なお、前王のもとで私腹を肥やしていた高官はメリージュアンナの統治に不満を抱き、廃嫡された王太子を一生懸命探したがついぞ見つかることはなかった。あるものは偽者を担ぎ上げたが、元々愚かで定評のあるリューアンに人望が集まることはなく、クーデターも未遂に終わった。
ちなみに女王主催の舞踏会に乗り込み、
「メリージュアンナ。すまなかった!リーネに騙されていただけなんだ!俺が愛するのはお前だけ!俺と結婚してともにこの国を導こう!」
と騒ぎ立てた自称リューアン王子がいた。偽者とはわかりきっているが、連発する『自称リューアン王子事件』に辟易したので、メリージュアンナは一芝居打った。

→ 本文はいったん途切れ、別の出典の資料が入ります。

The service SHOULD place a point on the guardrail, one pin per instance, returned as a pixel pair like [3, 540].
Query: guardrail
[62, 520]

「お会いできてよかったですわ。あなたには軍事機密流出事件の首謀者の疑いがかかってますの。しっかりと償ってくださいね」
と言うと、すぐさま「私は偽者です。エレンバル伯爵にそそのかされました」と平謝りだった。
リューアン王子に売国奴の疑惑があるといううわさが広まり、『自称リューアン事件』の再発はなくなった。
「にしてもお芝居とはいえリューアンの名前を貶めるのはいい気分じゃないわね。私の初恋の人の名前だもの」
夜に女王が王配に愚痴ると、英雄である彼は笑った。
「偽者のリューアンに翻弄されるよりはマシじゃないかな?それに名前は違っても君の初恋の男は傍にいるよ」
「それはそうだけど……ねえ、二人きりのときはリューアンと呼んでもいいかしら?」
「もちろん構わないよ。僕の愛するメリージュアンナ」
くすくすと微笑みながら英雄となったリューアンはメリージュアンナを抱きしめた。